Force est de constater, toutefois, que le 1 er mai ne se limite plus à la Fête du Travail. Militants pour le climat, défenseurs des droits humains et autres collectifs LGBTQ+, nombreux sont les intervenants qui saisissent l’occasion pour porter leurs revendications.
Ce glissement n’a rien d’anormal. Les journées commémoratives ne sont pas des constructions figées. Elles évoluent avec leur époque. Reste que cette évolution soulève des questions sur le rapport entre signification historique et interprétation contemporaine. Que signifie encore le 1er mai aujourd’hui ? Et pour qui ?
[1]« Je ne trouvais pas de travail en Wallonie. En Flandre, j’ai pu commencer tout de suite. »
La fête du Travail puise ses racines dans le Chicago de la fin du XIXe siècle, alors grande métropole industrielle où les conditions de travail étaient souvent dures, précaires et non régulées. Les appels à la réforme se multiplient, la journée de huit heures devenant le symbole d’un vaste combat pour davantage de justice sociale. Le 1er mai 1886, dans un rare élan d’action collective, des dizaines de milliers d’ouvriers refusent de travailler. Quelques jours plus tard, la situation dégénère. Le 4 mai, des groupes anarchistes organisent une manifestation à Haymarket Square, en réaction à la répression policière. Ce qui était au départ un rassemblement pacifique vire au drame lorsque, au moment de la dispersion, une bombe est lancée sur les forces de l’ordre. Le chaos qui s’ensuit coûtera la vie à sept policiers, et à un nombre indéterminé de manifestants. Huit anarchistes sont arrêtés. Malgré l’absence de preuves probantes, quatre d’entre eux sont exécutés.

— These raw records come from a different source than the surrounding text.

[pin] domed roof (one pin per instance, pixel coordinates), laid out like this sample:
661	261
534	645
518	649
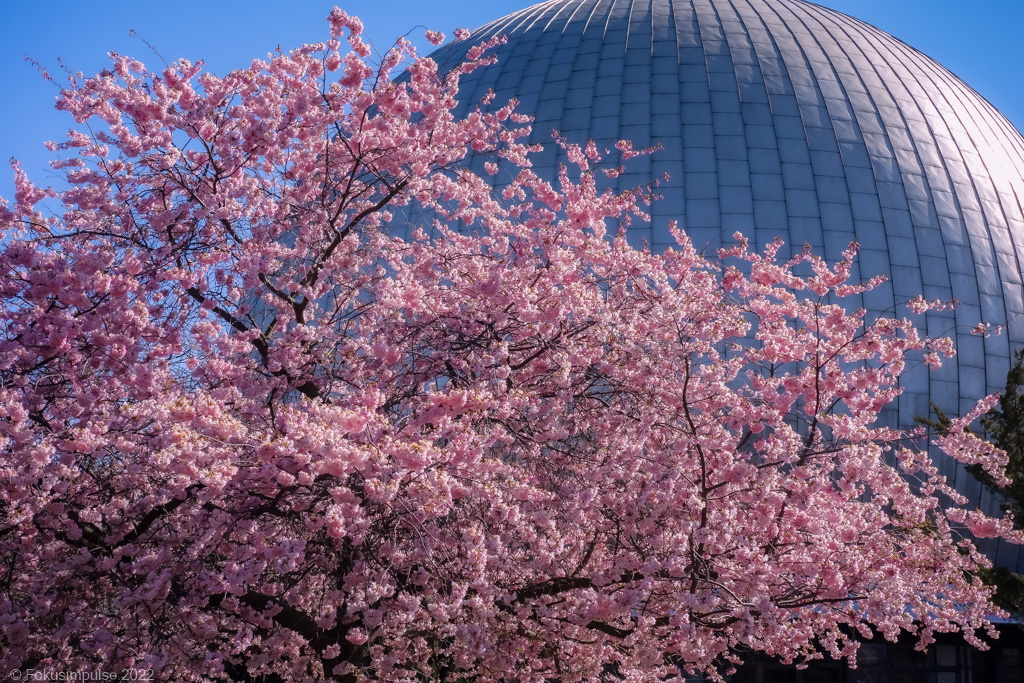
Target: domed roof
783	118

L’affaire fait grand bruit à l’international. Dans les milieux de gauche, l’indignation grandit. Les condamnés deviennent de véritables martyrs du mouvement ouvrier pour certains, tandis que d’autres se mettent à idéaliser l’extrémisme et la violence.
Lorsqu’en 1889, la Deuxième Internationale proclame le 1er mai comme Journée internationale des travailleurs, l’intention va bien au-delà de la simple commémoration. Il s’agit d’un geste politique fort : affirmer, à l’échelle mondiale, que la lutte pour des conditions de travail dignes est universelle et intemporelle. Mais déjà, des voix s’élèvent pour critiquer une lecture sélective de l’histoire et s’interroger sur la place à accorder aux positions radicales dans une société démocratique.
Aujourd’hui encore, si le 1er mai reste un jour férié dans de nombreux pays, sa signification a évolué – et a parfois été volontairement brouillée. Aux États-Unis, on célèbre ainsi le « Labor Day » en septembre, précisément pour éviter toute association avec le radicalisme ouvrier. En Europe, le 1 er mai garde une portée symbolique, mais l’accent mis autrefois sur le travail et les droits sociaux s’y est aussi estompé.
Cette évolution s’explique en partie par le fait que de nombreuses revendications historiques – journée de huit heures, interdiction du travail des enfants, droit syndical, protection sociale via l’employeur – ont abouti dans la plupart des États occidentaux. L’urgence a donc disparu, du moins sur le plan juridique. Mais d’autres tensions ont émergé : équilibre entre vie privée et professionnelle, précarisation de l’emploi, avènement de l’économie de plateforme, problématique des « faux indépendants ». Sans parler des enjeux liés à la numérisation, au burn-out et à la santé mentale au sens large. Ces réalités contemporaines s’inscrivent dans la continuité des luttes historiques, dans un contexte postindustriel du discours ouvrier classique.
[2]1er mai : Pourquoi les rouges s’attaquent au Vlaams Belang
Le 1 er mai est ainsi devenu une sorte de journée fourre-tout, une réunion d’activistes de tous bords – parfois en lien avec le monde du travail, mais aussi parfois sans aucun rapport. Sa symbolique est devenue malléable, adaptable à toutes les causes. Mais cette diversification ne dilue-t-elle pas le message initial ? Le risque est de voir la fête du Travail s’éloigner de son ancrage historique pour devenir une simple vitrine, vidée de sa substance.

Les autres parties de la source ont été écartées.